The delay isn't very controlled or predicted, which makes robots a poor choice for temporary blocks.
Besides, there are also crawlers that just ignore robots.txt
And classes of uses that ignore robots, like most (possibly even all) link preview bots
The contents and logic
There are only a few directives that you can expect the majority to parse, and while there are more, you should assume most will not understand them.
User-agent:
- User agent names should be used interpreted case-insensitive
- You can use * meaning 'everything'.
Disallow:
- basically lets you specify a starting path
- Wildcards are not supported, but:
- Disallow: / means disallow all
- Disallow: (no value) means allow all
- Strings act as 'starts with' strings, so /index would block /index/, /index.html, and more.
- You get to specify one path per Disallow; use multiple Disallows if you want to disallow a list of things things
Further notes:
- A spider that checks whether robots.txt has something to say about a given URL will use the first (applicable_user-agent, applicable_disallow) pair and stop processing.
- The default if-no-rules-match policy is to allow, but a catch-all disallow at the end is possible.
- ...which in combination means that order matters, and allows slightly more complex constructions when you use allows - you can do both agent whitelist and blacklist.
- Googlebot has some extensions, including wildcards and an Allow, but these aren't supported by many other things
- Don't list secrets.
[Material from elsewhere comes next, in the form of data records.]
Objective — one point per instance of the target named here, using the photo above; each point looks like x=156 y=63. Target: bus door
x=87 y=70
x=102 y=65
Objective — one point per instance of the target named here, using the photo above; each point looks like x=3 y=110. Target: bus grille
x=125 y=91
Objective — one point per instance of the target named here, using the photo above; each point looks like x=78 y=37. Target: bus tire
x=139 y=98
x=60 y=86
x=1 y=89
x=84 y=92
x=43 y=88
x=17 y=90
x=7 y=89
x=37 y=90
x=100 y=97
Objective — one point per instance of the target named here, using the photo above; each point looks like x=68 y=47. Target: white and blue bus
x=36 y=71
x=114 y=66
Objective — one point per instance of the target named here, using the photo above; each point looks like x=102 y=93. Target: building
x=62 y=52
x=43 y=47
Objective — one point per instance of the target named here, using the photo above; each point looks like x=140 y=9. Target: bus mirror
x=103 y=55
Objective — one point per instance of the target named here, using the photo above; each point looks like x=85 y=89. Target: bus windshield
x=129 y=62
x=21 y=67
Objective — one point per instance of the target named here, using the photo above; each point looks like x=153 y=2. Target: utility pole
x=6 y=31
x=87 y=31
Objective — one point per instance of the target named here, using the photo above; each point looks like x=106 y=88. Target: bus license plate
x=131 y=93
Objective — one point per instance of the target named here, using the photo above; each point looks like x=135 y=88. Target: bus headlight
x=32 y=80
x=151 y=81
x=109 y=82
Yes, you can keep it out of searches, but people with bad intentions can trivially look at your robots.txt just to find interesting things
See also
JSON manifest
Included like
<link rel="manifest" href="mymanifest">
(the filename can be anything, because you explicitly link to it anyway, but people may conventionally use something indicative like manifest.json, while site.webmanifest seems to come from the 'HTML5 Boilerplate' template)
A JSON file that lets you control how your app appears on your home screen, while launching, and whether to hide the browser IO once launched.
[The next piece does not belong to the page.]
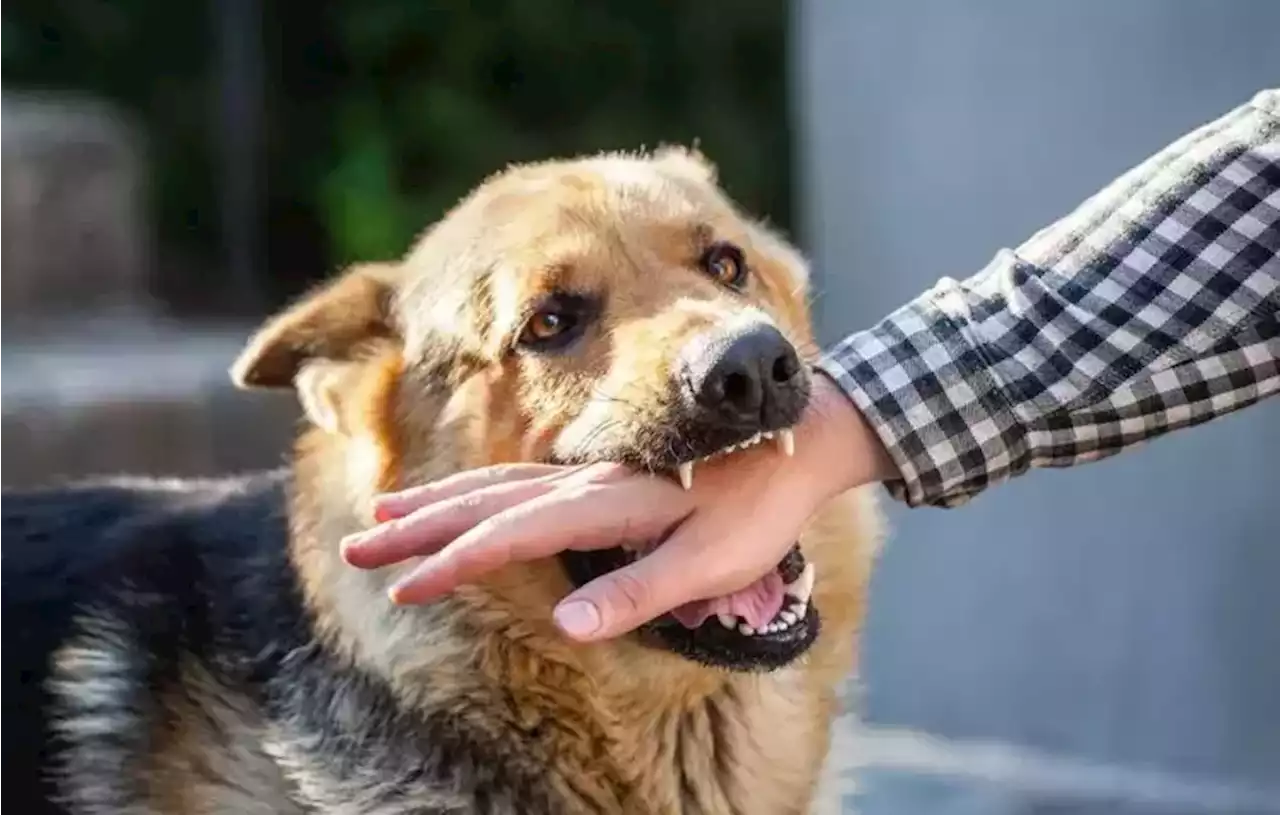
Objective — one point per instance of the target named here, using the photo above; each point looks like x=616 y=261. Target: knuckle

Mostly for websites that are acting their hardest to look like apps actually being apps in the mobile-device-app sense, a.k.a. progressive web apps. Also refers to phones helping that illusion when they are given a manifest in their browser.
Includes parameters like:
- icons
- background color - (...to show before its stylesheet is loaded, and used in a possible splash screen), theme color (affects task switching)
- display - preferred display mode e.g.
- browser (default), or showing less browser/navigation with one of:
- standalone
- minimal-ui
- fullscreen
- orientation - (preferred orientation)
- shortcuts - (mobile devices can opt to choose common actions in a context menu)
..and things mostly meant for app stores:
- author name
- app name, short name, version, description
- categories (e.g. "books", "education", "medical")
- app rating, screenshots
- whether to prefer/suggest a phone-installable app (instead of the website-like thing we're talking about)
- whether to register an URL protocol handler
Notes:
- devices may show a splash screen based on parameters like name, background color, icon
See also:
ads.txt
humans.txt
well-known
RFC 8615 (previously RFC 5785)
is the idea of, collecting a bunch of these extra bits of information,
why not put them in a well-known place aside from other content.
That would be at /.well-known/.
e.g. wikipedia has a list of things
https://en.wikipedia.org/wiki/Well-known_URI#List_of_well-known_URIs
But there seem to be a bunch of ad hoc things on top of that,
and not all are known. For example, the one I see most is .well-known/traffic-advice,
which seems to be a Google proposal -- see https://buettner.github.io/private-prefetch-proxy/traffic-advice.html
security.txt
A text file that should say where to report vulnerabilities found on this server.